How the Academy Rigs the Animated Oscar for CGI Behemoths
The list of films that could be nominated for the Academy's seven-year-old Best Animated Feature Oscar was released, and everything else in the category will be overshadowed by the one lock for a nod, Wall-E. The rest will campaign for just 2 other slots. With more animated films produced outside of the Disney system, small triumphs like the Israeli animated documentary Waltz with Bashir may find themselves on the outside looking in when nominations are announced next year. With only a tiny run in American theaters to put itself into consideration, why is the Academy continue to insists on cramming the field into this tiny category?Here's the full list of submissions for 3 nominations: Bolt, Delgo, Dr. Seuss' Horton Hears a Who!, Dragon Hunters, Fly Me to the Moon, Igor, Kung Fu Panda, Madagascar: Escape 2 Africa, $9.99, The Sky Crawlers, Sword of the Stranger, The Tale of Despereaux, Wall-E and Waltz with Bashir.

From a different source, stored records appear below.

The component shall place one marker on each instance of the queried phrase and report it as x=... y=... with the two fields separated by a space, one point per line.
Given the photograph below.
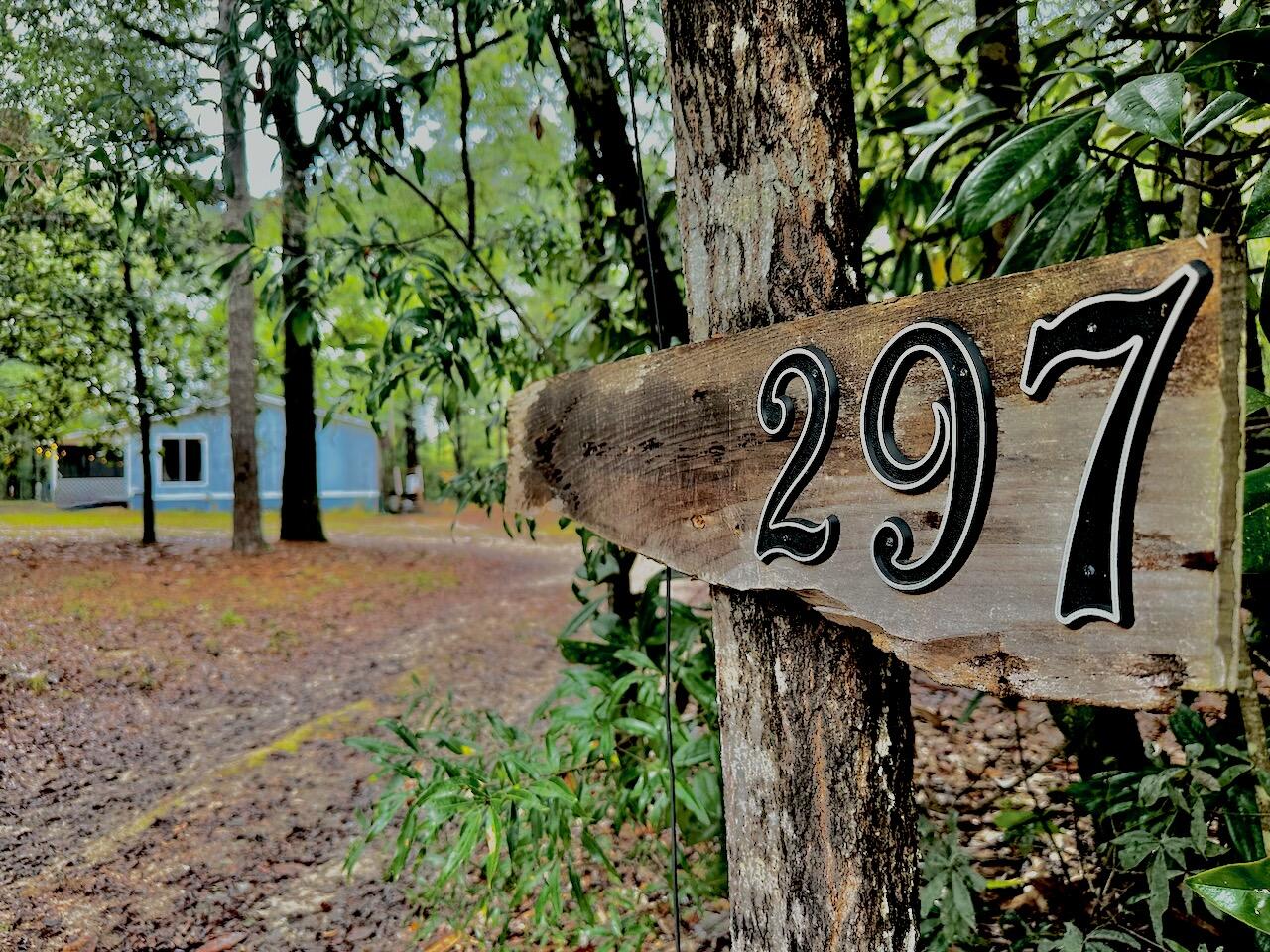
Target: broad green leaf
x=1256 y=216
x=1058 y=231
x=1256 y=489
x=1021 y=169
x=1238 y=890
x=1152 y=104
x=1225 y=107
x=1157 y=893
x=1233 y=61
x=975 y=121
x=1230 y=48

Don't get us wrong — Wall-E deserves all the accolades it will get, and it might even do what only Beauty and the Beast did and nab a Best Picture nom as well. But with only three Best Animated Film nominations available, it seems inevitable that Ari Folman's Bashir (above) will be pushed aside, as smaller films have in years past. A nomination alongside Wall-E would mean everything for a small film like Bashir that deserves a larger audience. Since the Academy began handing the Best Animated Feature award out in 2001, the statue has only gone to a non-Hollywood production once, when Japanese-bankrolled phenomenon Spirited Away nabbed the prize. Traditionally the nominations all go to films from major studios, with the occasional exception for a Hayao Miyazaki film or last year's Persepolis. With this highest number of submitted films in the category (yet still not enough to expand the nomination field to the more traditional five), small-budget efforts like Waltz with Bashir, the Etgar Keret adaptation $9.99, and the incredible anime The Sky Crawlers shouldn't be left off the ballot, and likely will. If the Academy holds to form, Bolt, The Tale of Desperaux and even the Madagascar sequel might step in front of a chance at the gold. It is almost doesn't even make sense to classify kid-friendly movies with larger artistic achievements. But if you're set on this categorization, how can three spots do the diversity of achievement justice?